A questo punto, non senza difficoltà, hanno organizzato il ritorno a Castelrosso, con il villino che nel frattempo era stato destinato (accordo tra parrocchia e Asl) ad ospitare quelle persone colpite dal Covid che, dopo la dimissione dall’ospedale, avessero necessità di continuare l’isolamento.
«Quando abbiamo riavuto la roba di nostro padre - proseguono Margherita e Maria Teresa - ci siamo accorte subito della mancanza di occhiali, libri, rosari e anche di alcuni vestiti. Noi abbiamo continuano a pagare la retta anche durante i mesi di ricovero in ospedale, e di conseguenza ci aspettavamo che nessuno avrebbe toccato le sue cose. Nostro padre ha dovuto subire una ulteriore quarantena in attesa del tampone effettuato al suo arrivo a Castelrosso, e per dieci giorni è rimasto chiuso in camera (mangiava anche lì, bevendo l’acqua del rubinetto) senza poter leggere o guardare la tv, che nemmeno funzionava. L’11 giugno ha fatto la prima passeggiata in corridoio, e lo stesso giorno comunichiamo alla direzione che il 15 lo avremmo portato altrove.
Tutto finito? Nemmeno per sogno. Il 14 sera, alle 22, un’infermiera entra nella sua stanza, accende la luce e lo obbliga a fare gli scatoloni con le sue cose, quelle rimaste. Nostro padre ha cercato di dire “Li preparo domani”, ma a fronte delle insistenze si è messo, a quasi 90 anni, a lavorare per un’ora e mezza.
Il giorno dopo, per andare via, ci abbiamo impiegato un’ora e mezza: noi non potevamo entrare, e a nostro padre non è stata data nemmeno la colazione. Dopo sette anni, ci aspettavamo un trattamento diverso...».

Le parole della Rsa

«Se siamo qui a discutere per quattro paia di occhiali e un pigiama...». Giovanni Viarengo, direttore de «La Fraternità» di Castelrosso, non butta certo acqua sul fuoco.

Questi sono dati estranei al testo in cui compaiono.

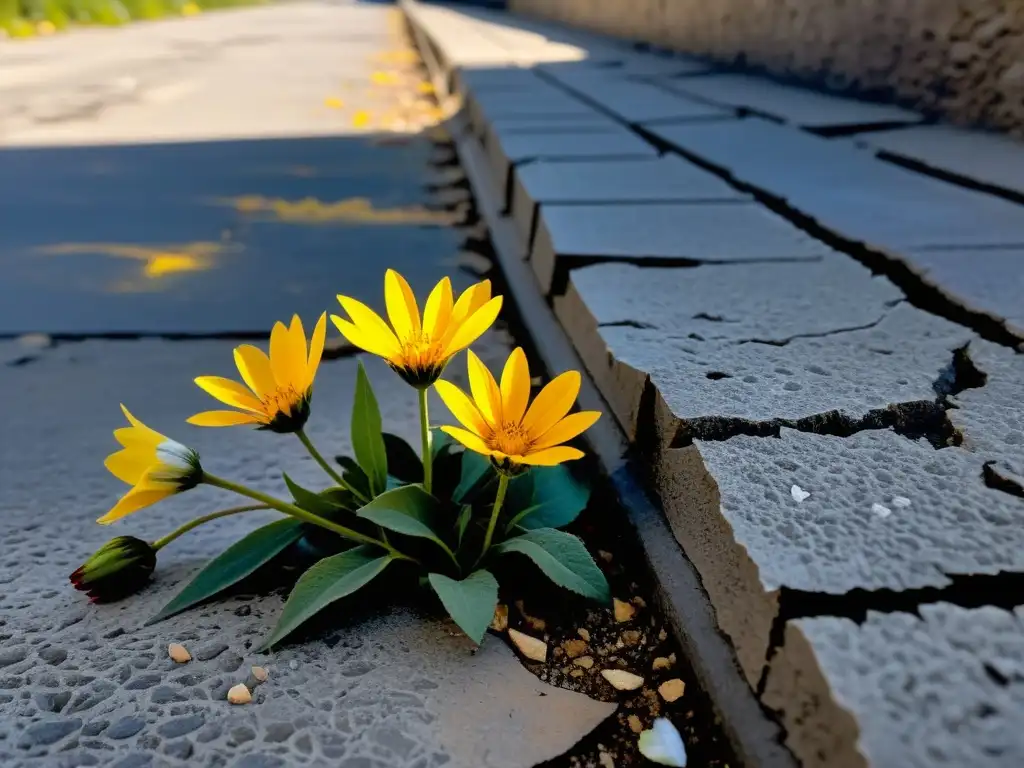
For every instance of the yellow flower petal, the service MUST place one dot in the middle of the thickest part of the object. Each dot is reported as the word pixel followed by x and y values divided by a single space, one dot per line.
pixel 255 369
pixel 566 429
pixel 515 386
pixel 400 303
pixel 372 327
pixel 316 347
pixel 222 419
pixel 552 403
pixel 229 392
pixel 468 439
pixel 133 501
pixel 354 335
pixel 485 393
pixel 552 457
pixel 462 408
pixel 437 311
pixel 474 326
pixel 128 465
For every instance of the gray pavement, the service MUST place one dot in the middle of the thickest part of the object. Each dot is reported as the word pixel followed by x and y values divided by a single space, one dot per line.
pixel 172 213
pixel 823 373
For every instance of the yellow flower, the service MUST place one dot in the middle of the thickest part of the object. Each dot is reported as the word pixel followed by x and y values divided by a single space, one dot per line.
pixel 281 384
pixel 418 350
pixel 155 466
pixel 499 425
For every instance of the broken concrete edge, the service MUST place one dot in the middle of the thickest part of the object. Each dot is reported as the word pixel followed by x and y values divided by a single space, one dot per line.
pixel 755 736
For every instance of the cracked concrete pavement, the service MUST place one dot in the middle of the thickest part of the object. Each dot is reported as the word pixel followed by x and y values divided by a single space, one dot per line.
pixel 814 339
pixel 143 216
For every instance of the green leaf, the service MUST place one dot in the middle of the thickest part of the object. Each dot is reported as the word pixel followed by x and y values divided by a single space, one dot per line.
pixel 330 580
pixel 233 564
pixel 563 559
pixel 409 510
pixel 558 499
pixel 368 440
pixel 476 471
pixel 402 461
pixel 309 501
pixel 470 602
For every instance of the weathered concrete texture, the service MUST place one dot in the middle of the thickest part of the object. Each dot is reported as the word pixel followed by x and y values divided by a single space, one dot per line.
pixel 884 512
pixel 662 179
pixel 848 190
pixel 982 158
pixel 614 142
pixel 989 416
pixel 715 232
pixel 944 688
pixel 791 103
pixel 961 58
pixel 635 101
pixel 393 689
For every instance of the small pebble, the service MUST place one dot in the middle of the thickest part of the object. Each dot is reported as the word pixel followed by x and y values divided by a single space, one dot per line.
pixel 624 611
pixel 239 694
pixel 501 621
pixel 622 680
pixel 178 652
pixel 672 689
pixel 529 646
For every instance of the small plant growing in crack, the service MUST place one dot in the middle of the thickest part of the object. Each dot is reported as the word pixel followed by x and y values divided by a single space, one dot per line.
pixel 438 518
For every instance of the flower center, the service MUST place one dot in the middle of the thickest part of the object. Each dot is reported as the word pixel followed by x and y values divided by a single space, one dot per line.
pixel 281 400
pixel 510 438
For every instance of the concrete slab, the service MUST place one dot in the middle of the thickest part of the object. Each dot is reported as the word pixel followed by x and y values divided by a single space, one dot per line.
pixel 849 192
pixel 606 143
pixel 801 107
pixel 392 688
pixel 669 232
pixel 662 179
pixel 983 158
pixel 884 512
pixel 985 280
pixel 944 688
pixel 989 416
pixel 638 101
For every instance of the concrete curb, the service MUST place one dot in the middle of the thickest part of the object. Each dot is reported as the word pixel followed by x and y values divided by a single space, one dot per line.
pixel 754 735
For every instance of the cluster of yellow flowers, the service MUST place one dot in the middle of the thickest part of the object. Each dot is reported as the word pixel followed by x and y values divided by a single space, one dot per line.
pixel 497 419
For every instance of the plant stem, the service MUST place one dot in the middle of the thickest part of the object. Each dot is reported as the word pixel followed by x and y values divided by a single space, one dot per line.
pixel 161 543
pixel 428 460
pixel 318 458
pixel 301 514
pixel 503 486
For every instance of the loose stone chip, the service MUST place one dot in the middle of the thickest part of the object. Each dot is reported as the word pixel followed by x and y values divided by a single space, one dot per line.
pixel 529 646
pixel 240 694
pixel 624 611
pixel 672 689
pixel 622 680
pixel 178 652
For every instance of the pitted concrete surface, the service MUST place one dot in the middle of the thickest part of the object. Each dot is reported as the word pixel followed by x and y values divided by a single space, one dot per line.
pixel 950 680
pixel 828 442
pixel 792 104
pixel 90 685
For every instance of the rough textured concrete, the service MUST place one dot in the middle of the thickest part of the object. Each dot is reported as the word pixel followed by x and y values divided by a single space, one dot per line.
pixel 790 103
pixel 940 689
pixel 730 506
pixel 982 158
pixel 664 179
pixel 715 232
pixel 954 56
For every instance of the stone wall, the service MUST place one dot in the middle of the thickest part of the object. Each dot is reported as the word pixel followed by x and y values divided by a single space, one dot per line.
pixel 962 58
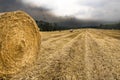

«Prima di tutto il signore non è stato ricoverato per Covid, ma per una caduta. Noi non avevamo un elenco delle sue cose, non ha mai usufruito della nostra lavanderia, e come noto il Villino è stato dato in convenzione all’Asl. Come abbiamo già detto alle figlie, non sappiamo cosa sia andato perso. Svegliato alle 22 per fare le valigie? Non so. Tampone positivo già il giorno dopo il suo arrivo in ospedale? Non lo sapevo.
Preciso solo che abbiamo ancora del materiale del signor Lusso, che non è mai stato ritirato».